Şevket Çoruh: Birinci filmdeki gibi biraz macera, biraz eğlence ama en önemlisi bol kahkaha bekliyor. İlk filmle arasında çok büyük değişiklikler yok açıkçası. Teknik ekipten senaryo ekibine kadar ilk filmde bulunan herkes ikinci filmde de var. Bu ekibi bir arada tutmak gayet başarılı oldu.
RÖPORTAJDAN FOTOĞRAFLAR
İlk filmde kahramanlarımız hapse girmişti, şimdi tahliye oluyorlar. Film, hapisten sonraki maceralarını anlatıyor. Ama bu kez başrolde bir de ‘hap’ var sanki...

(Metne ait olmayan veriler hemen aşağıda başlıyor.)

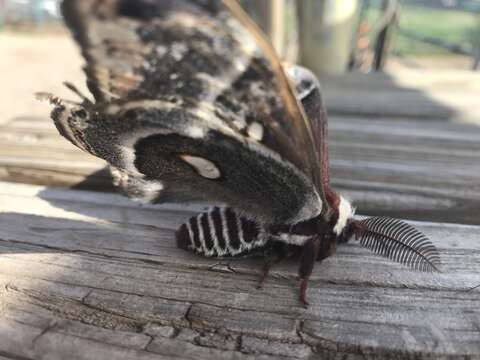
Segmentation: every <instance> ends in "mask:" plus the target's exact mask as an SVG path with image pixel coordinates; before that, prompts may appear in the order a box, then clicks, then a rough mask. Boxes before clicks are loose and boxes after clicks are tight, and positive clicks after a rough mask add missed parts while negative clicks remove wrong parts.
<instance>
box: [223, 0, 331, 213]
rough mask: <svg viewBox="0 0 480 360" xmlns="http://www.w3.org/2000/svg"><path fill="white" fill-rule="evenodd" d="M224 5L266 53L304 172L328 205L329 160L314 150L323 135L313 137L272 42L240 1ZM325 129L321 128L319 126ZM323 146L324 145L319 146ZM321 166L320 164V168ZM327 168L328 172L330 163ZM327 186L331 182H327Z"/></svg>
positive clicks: (322, 151)
mask: <svg viewBox="0 0 480 360" xmlns="http://www.w3.org/2000/svg"><path fill="white" fill-rule="evenodd" d="M222 1H223V3H224V5H225V6H226V7H227V8H228V9H229V10H230V12H231V13H232V14H233V15H234V16H235V17H236V18H237V19H238V20H239V21H240V22H241V23H242V25H244V26H245V28H246V29H248V30H249V31H250V33H251V34H252V36H253V37H254V38H255V40H256V41H257V44H258V45H259V46H260V48H261V49H262V50H263V52H264V55H265V56H266V58H267V59H268V60H269V62H270V64H271V65H272V68H273V70H274V72H275V74H276V75H277V77H278V80H279V83H280V90H281V96H282V98H283V101H284V104H285V106H286V110H287V111H288V113H289V118H290V119H291V120H292V123H293V125H294V129H295V132H296V134H295V141H296V142H297V144H296V145H297V146H298V147H299V148H301V149H302V151H301V153H302V154H304V155H305V156H306V157H307V159H306V160H307V161H306V164H307V166H308V168H307V169H302V170H303V171H306V172H307V174H306V175H307V176H309V177H310V178H311V179H312V181H313V183H314V185H315V186H316V188H317V191H318V193H319V195H320V197H321V199H322V201H323V202H324V204H327V202H326V201H325V191H324V180H323V176H324V174H323V162H324V161H325V160H326V161H328V158H325V160H324V155H322V152H323V149H324V146H323V145H322V146H320V147H318V146H315V145H319V143H318V141H317V138H318V140H322V138H323V135H322V134H323V131H319V133H320V135H319V136H318V137H316V136H315V135H314V134H313V129H312V124H311V123H310V122H309V121H308V120H307V116H306V115H305V112H304V110H303V108H302V106H301V104H300V103H299V100H298V99H297V97H296V96H295V92H294V90H293V86H292V84H291V83H290V81H289V79H288V77H287V75H286V74H285V72H284V70H283V66H282V63H281V61H280V59H279V58H278V56H277V53H276V51H275V49H274V48H273V46H272V45H271V43H270V41H269V40H267V38H266V36H265V35H264V34H263V32H262V31H261V30H260V29H259V27H258V26H257V25H256V24H255V23H254V22H253V20H252V19H251V18H250V17H249V16H248V15H247V14H246V13H245V11H244V10H243V8H242V7H241V6H240V5H239V3H238V2H237V0H222ZM320 128H322V126H320ZM320 144H321V143H320ZM319 163H321V164H320V165H321V166H319ZM326 168H327V169H328V163H327V166H326ZM327 183H328V181H327Z"/></svg>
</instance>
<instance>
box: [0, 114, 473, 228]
mask: <svg viewBox="0 0 480 360" xmlns="http://www.w3.org/2000/svg"><path fill="white" fill-rule="evenodd" d="M330 136H331V142H330V148H331V166H332V177H333V183H334V185H335V186H336V187H337V188H338V189H339V190H342V191H344V192H345V193H346V194H347V195H348V196H349V197H350V198H351V199H352V200H353V201H354V202H355V205H356V206H357V208H358V211H359V212H360V213H362V214H369V215H376V214H383V215H391V216H397V217H403V218H410V219H417V220H427V221H446V222H457V223H467V224H468V223H470V224H480V216H478V214H479V212H480V161H479V160H478V159H479V157H480V142H479V140H478V139H480V128H478V127H475V126H473V125H459V124H450V123H447V122H426V123H419V122H414V121H409V120H401V119H397V120H393V119H383V120H382V119H365V118H351V117H350V118H343V117H332V119H331V121H330ZM103 168H104V162H102V161H101V160H98V159H96V158H94V157H93V156H90V155H88V154H84V153H83V152H82V151H80V150H78V149H76V148H75V147H74V146H73V145H71V144H70V143H69V142H68V141H67V140H65V139H63V138H61V137H60V136H59V135H58V133H57V131H56V130H55V128H54V126H53V124H52V123H51V121H50V120H48V119H39V118H24V119H21V118H17V119H15V120H12V121H10V122H9V123H7V124H5V125H4V126H0V179H1V180H4V181H12V182H24V183H34V184H42V185H49V186H76V187H77V188H78V187H79V188H83V189H95V190H109V189H110V190H111V179H110V176H109V174H108V171H106V170H102V169H103Z"/></svg>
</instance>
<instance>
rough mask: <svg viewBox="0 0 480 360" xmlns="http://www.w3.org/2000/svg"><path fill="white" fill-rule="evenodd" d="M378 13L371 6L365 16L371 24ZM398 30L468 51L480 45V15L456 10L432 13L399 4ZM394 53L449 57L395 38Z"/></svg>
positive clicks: (446, 52) (432, 49)
mask: <svg viewBox="0 0 480 360" xmlns="http://www.w3.org/2000/svg"><path fill="white" fill-rule="evenodd" d="M378 16H379V9H378V7H377V6H372V7H371V8H370V9H369V10H368V11H367V13H366V18H367V20H368V21H369V22H370V23H373V22H374V21H375V19H378ZM399 25H400V27H401V28H402V29H405V30H408V31H410V32H414V33H415V34H418V35H421V36H425V37H433V38H439V39H442V40H443V41H445V42H448V43H452V44H458V45H462V46H464V47H466V48H467V49H471V48H473V46H474V44H476V43H477V44H478V42H479V41H480V40H479V39H480V15H479V14H475V13H469V12H465V11H459V10H451V9H435V8H430V7H426V6H422V5H415V4H410V3H402V6H401V13H400V23H399ZM394 51H395V52H396V53H398V54H401V55H416V56H419V55H420V56H422V55H448V54H452V53H451V52H449V51H448V50H445V49H442V48H440V47H437V46H433V45H429V44H425V43H423V42H420V41H415V40H412V39H410V38H407V37H405V36H403V35H402V34H398V33H397V34H396V36H395V39H394Z"/></svg>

Murat Akkoyunlu: Allah’tan hap var, ya fitil olsaydı! (Gülüyorlar)
Timur Acar: Evet, maceranın başlangıcında esrarengiz bir hap ve şartlı tahliye var. Pişmanlık yasası sonucunda dışarı çıkıyoruz. Sonrasında hapishaneye düşmemize neden olan olayları yeniden gerçekleştirmememiz gerekiyor, bunun mücadelesini veriyoruz. Çatışma da oradan çıkıyor. Bu çakallar acaba normal bir işte çalışabilecekler mi, yoksa çalışamayacaklar mı... Bunun neticesinde şekillenen olaylar örgüsünü görecek seyirci. Şevket’in dediği gibi, eğlenceli bir serüven bekliyor onları.

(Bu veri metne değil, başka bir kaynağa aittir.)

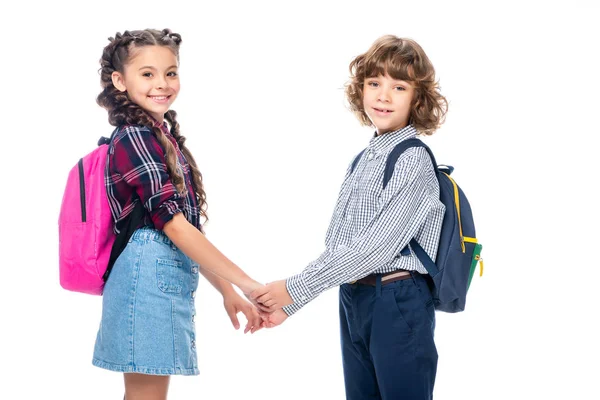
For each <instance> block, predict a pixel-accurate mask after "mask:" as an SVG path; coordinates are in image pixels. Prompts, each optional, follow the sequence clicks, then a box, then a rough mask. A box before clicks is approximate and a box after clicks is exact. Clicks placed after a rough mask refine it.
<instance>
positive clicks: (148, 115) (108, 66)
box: [96, 29, 208, 219]
mask: <svg viewBox="0 0 600 400" xmlns="http://www.w3.org/2000/svg"><path fill="white" fill-rule="evenodd" d="M108 40H109V41H110V43H109V44H108V45H107V46H106V47H105V48H104V51H103V52H102V58H101V59H100V66H101V68H100V83H101V85H102V92H101V93H100V94H99V95H98V97H97V99H96V102H97V103H98V105H100V106H101V107H103V108H105V109H106V111H108V122H109V123H110V124H111V125H114V126H121V125H142V126H146V127H148V128H150V129H152V131H153V132H154V135H155V136H156V139H157V140H158V142H159V143H160V144H161V146H162V147H163V149H164V151H165V157H166V162H167V171H168V173H169V176H170V177H171V181H172V182H173V185H174V186H175V187H176V189H177V191H178V192H180V193H183V192H185V184H184V179H183V176H182V175H181V174H180V173H179V171H178V168H177V153H176V150H175V147H174V146H173V144H172V143H171V142H170V141H169V139H168V138H167V137H166V136H165V135H164V133H163V132H162V131H161V130H160V128H158V127H156V126H154V119H153V118H152V117H151V116H150V115H149V114H148V113H147V112H146V111H145V110H144V109H142V108H141V107H140V106H139V105H137V104H136V103H134V102H133V101H131V100H130V99H129V96H128V95H127V93H126V92H121V91H119V90H118V89H117V88H116V87H115V86H114V85H113V82H112V73H113V72H115V71H117V72H120V73H121V74H123V73H124V68H125V65H127V63H128V62H129V59H130V56H131V54H132V50H133V49H135V48H140V47H143V46H164V47H167V48H169V49H170V50H171V51H172V52H173V54H175V56H176V57H177V59H178V60H179V44H180V43H181V36H180V35H179V34H177V33H173V32H171V30H169V29H163V30H162V31H159V30H156V29H145V30H138V31H125V32H123V34H121V33H117V34H116V35H115V37H114V38H112V37H110V38H108ZM164 118H165V119H166V120H167V121H168V122H169V124H170V125H171V135H173V137H174V138H175V140H176V141H177V144H178V145H179V148H180V149H181V152H182V153H183V155H184V156H185V159H186V160H187V162H188V163H189V165H190V169H191V172H192V180H193V182H194V188H195V190H196V199H197V200H198V205H199V208H200V215H201V216H203V217H204V218H205V219H208V217H207V214H206V193H205V192H204V188H203V185H202V174H201V173H200V171H199V170H198V166H197V165H196V161H195V160H194V157H193V156H192V154H191V153H190V151H189V150H188V148H187V147H185V137H184V136H181V134H180V133H179V123H178V122H177V113H176V112H175V111H173V110H169V111H167V112H166V113H165V115H164Z"/></svg>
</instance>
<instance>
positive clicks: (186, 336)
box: [92, 228, 199, 375]
mask: <svg viewBox="0 0 600 400" xmlns="http://www.w3.org/2000/svg"><path fill="white" fill-rule="evenodd" d="M198 272H199V266H198V264H197V263H195V262H193V261H192V260H191V259H190V258H189V257H187V256H186V255H185V254H183V252H181V250H179V249H178V248H177V247H176V246H175V245H174V244H173V242H171V240H170V239H169V238H168V237H167V236H166V235H165V234H164V233H163V232H161V231H157V230H154V229H149V228H141V229H138V230H136V231H135V232H134V234H133V235H132V237H131V239H130V240H129V243H128V244H127V246H126V247H125V249H124V250H123V252H122V253H121V255H120V256H119V258H118V259H117V261H116V262H115V264H114V266H113V269H112V271H111V273H110V276H109V278H108V280H107V282H106V285H105V286H104V293H103V295H102V320H101V321H100V328H99V330H98V335H97V337H96V345H95V347H94V358H93V361H92V363H93V364H94V365H95V366H97V367H100V368H105V369H108V370H112V371H118V372H129V373H140V374H150V375H198V360H197V356H196V335H195V326H194V325H195V322H194V319H195V314H196V311H195V307H194V298H195V297H196V289H197V287H198Z"/></svg>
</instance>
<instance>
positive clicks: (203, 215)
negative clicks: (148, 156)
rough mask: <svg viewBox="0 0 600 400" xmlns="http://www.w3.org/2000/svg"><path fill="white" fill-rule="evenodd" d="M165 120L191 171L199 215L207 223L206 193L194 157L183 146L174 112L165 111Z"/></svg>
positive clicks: (201, 174)
mask: <svg viewBox="0 0 600 400" xmlns="http://www.w3.org/2000/svg"><path fill="white" fill-rule="evenodd" d="M165 119H166V120H167V121H169V124H170V125H171V135H173V137H174V138H175V140H176V141H177V145H178V146H179V148H180V149H181V152H182V153H183V155H184V157H185V159H186V160H187V162H188V164H189V165H190V169H191V170H192V181H193V182H194V188H195V190H196V200H197V201H198V206H199V208H200V215H202V216H203V217H204V218H206V220H207V221H208V216H207V214H206V206H207V204H206V192H205V191H204V186H203V184H202V174H201V173H200V170H199V169H198V165H197V164H196V160H195V159H194V156H192V153H191V152H190V150H189V149H188V148H187V147H186V146H185V140H186V139H185V136H182V135H181V134H180V133H179V123H178V122H177V113H176V112H175V110H169V111H167V113H166V114H165Z"/></svg>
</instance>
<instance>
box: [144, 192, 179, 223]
mask: <svg viewBox="0 0 600 400" xmlns="http://www.w3.org/2000/svg"><path fill="white" fill-rule="evenodd" d="M182 210H183V199H182V198H181V197H179V196H177V197H174V198H172V199H171V200H167V201H165V202H163V203H162V204H161V205H160V206H159V207H158V209H157V210H156V211H154V212H151V213H150V218H152V222H153V223H154V229H156V230H159V231H162V230H163V228H164V226H165V224H166V223H167V222H169V221H170V220H172V219H173V217H174V216H175V214H177V213H180V212H182Z"/></svg>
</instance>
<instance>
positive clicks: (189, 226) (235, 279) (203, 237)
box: [163, 213, 262, 294]
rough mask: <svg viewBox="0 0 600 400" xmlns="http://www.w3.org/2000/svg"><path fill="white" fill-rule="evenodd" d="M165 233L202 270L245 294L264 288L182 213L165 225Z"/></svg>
mask: <svg viewBox="0 0 600 400" xmlns="http://www.w3.org/2000/svg"><path fill="white" fill-rule="evenodd" d="M163 231H164V232H165V234H166V235H167V236H168V237H169V239H171V241H173V243H175V245H176V246H177V247H178V248H179V249H180V250H181V251H183V253H184V254H185V255H187V256H188V257H190V258H191V259H192V260H194V261H195V262H197V263H198V264H200V266H201V268H202V269H205V270H207V271H210V272H212V273H213V274H215V275H217V276H218V277H220V278H223V279H225V280H226V281H228V282H231V283H233V284H234V285H236V286H237V287H239V288H240V289H241V290H242V292H244V293H245V294H248V293H250V292H252V291H253V290H254V289H256V288H257V287H260V286H262V285H261V284H260V283H258V282H256V281H255V280H253V279H251V278H250V277H249V276H248V275H247V274H246V273H245V272H244V271H242V269H241V268H240V267H238V266H237V265H235V264H234V263H233V262H232V261H231V260H229V259H228V258H227V257H225V255H224V254H223V253H221V252H220V251H219V249H217V248H216V247H215V246H214V245H213V244H212V243H211V242H210V241H209V240H208V239H207V238H206V237H205V236H204V235H203V234H202V232H200V231H199V230H198V229H196V228H195V227H194V226H193V225H192V224H190V223H189V222H188V221H187V220H186V219H185V217H184V216H183V214H182V213H177V214H175V216H174V217H173V219H172V220H171V221H169V222H167V223H166V224H165V226H164V228H163ZM211 283H212V282H211Z"/></svg>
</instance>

İlk filmdeki “Hastasıyız dede” sözü, slogan haline geldi. Sizce bu filmden de bir slogan çıkar mı?
Şevket Çoruh: Bunu tabii seyirci belirliyor. Biz “Hastasıyız dede” lafının slogan haline geleceğini hiç tahmin etmemiştik. Bu filmde de hiç tahmin etmediğimiz bir laf slogan olabilir.
Murat Akkoyunlu: Birinci filmden yola çıkarsak, yine Şevket’in birkaç lafı slogan olacak gibi geliyor bana.
HER OYUNCUNUN AYRI BİR ŞİFRESİ VAR
Sizce komedinin ve güldürmenin şifresi ne?
Şevket Çoruh: Bunun cevabını bilseydik, dünyanın en zengin adamları olurduk herhalde. Çok tahmin edilecek bir şey değil bu. Ama biz matematiği yakaladık demek ki, ikinci filmi çektik.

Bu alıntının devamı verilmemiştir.